Determine the equilibrium percentages of α-D-fructose and β-D-fructose using their specific rotations. The specific rotation of α-D-fructose is +92°, that of β-D-fructose is +18°, and the equilibrium mixture has a specific rotation of +38.5°.
A scientist wants to determine the percentage of α-D-mannose and β-D-mannose in an equilibrium solution. The specific rotation of α-D-mannose is +20.3°, while that of β-D-mannose is −17.0°. At equilibrium, the specific rotation is +14.2. What are the percentages at equilibrium?

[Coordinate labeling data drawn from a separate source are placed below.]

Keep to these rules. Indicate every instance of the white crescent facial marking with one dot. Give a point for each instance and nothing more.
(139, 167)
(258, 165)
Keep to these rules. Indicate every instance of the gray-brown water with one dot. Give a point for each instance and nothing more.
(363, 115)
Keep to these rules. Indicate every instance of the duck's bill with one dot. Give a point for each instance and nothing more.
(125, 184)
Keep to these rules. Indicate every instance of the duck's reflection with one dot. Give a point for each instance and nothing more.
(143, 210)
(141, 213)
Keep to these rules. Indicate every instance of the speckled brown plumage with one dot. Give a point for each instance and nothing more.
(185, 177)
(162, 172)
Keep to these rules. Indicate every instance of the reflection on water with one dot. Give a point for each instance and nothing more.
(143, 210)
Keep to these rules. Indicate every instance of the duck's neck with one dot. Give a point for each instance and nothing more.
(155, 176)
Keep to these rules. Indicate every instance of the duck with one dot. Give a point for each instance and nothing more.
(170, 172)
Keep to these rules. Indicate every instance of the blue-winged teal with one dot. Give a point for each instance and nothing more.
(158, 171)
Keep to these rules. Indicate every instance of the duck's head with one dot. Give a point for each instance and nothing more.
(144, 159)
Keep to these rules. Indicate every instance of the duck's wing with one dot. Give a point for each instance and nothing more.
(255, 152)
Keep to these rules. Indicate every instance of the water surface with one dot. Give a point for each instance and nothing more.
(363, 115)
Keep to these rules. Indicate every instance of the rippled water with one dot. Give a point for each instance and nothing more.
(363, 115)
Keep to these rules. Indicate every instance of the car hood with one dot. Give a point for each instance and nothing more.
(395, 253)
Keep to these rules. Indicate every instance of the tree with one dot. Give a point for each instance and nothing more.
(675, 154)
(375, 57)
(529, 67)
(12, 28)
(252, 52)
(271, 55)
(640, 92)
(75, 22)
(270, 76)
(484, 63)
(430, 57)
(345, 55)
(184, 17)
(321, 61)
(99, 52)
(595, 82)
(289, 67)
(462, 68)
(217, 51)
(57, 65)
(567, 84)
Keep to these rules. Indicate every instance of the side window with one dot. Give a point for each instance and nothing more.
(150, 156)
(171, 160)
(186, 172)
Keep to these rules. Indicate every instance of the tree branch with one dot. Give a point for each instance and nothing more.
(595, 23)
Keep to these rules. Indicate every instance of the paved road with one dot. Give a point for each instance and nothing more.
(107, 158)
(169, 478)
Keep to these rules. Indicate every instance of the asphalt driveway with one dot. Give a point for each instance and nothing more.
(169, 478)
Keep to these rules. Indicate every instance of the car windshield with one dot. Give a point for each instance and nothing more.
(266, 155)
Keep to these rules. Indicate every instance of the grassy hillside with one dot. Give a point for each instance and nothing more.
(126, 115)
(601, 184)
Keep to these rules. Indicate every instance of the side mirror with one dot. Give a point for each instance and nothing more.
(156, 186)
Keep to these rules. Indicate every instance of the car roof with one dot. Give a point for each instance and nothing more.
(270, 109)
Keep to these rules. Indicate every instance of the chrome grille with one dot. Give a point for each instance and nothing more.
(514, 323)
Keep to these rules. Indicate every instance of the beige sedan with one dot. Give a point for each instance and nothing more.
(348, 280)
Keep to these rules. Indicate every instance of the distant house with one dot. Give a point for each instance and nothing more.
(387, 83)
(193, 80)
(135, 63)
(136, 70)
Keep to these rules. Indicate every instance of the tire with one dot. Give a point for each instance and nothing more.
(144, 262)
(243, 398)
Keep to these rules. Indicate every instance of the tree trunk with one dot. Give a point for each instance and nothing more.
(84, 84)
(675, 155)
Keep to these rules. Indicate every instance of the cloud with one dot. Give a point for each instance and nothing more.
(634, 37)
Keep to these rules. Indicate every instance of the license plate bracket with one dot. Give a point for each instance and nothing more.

When lactose hydrolyzes, a mixture of galactose and glucose with a ratio of 1:1 has a specific rotation of +112°. What is the specific rotation of an equilibrium mixture of galactose? [Note: The specific rotation of glucose at equilibrium is +52.7°.]
Propose a mechanism for the conversion of α-D-galactopyranose to β-D-galactopyranose in an acidic environment.
Propose a mechanism for the transformation of α-D-mannopyranose to β-D-mannopyranose under basic conditions.
Draw the mechanism for the mutarotation of α-D-galactopyranose to β-D-galactopyranose in an acidic solution. What role does the acid serve in the mechanism?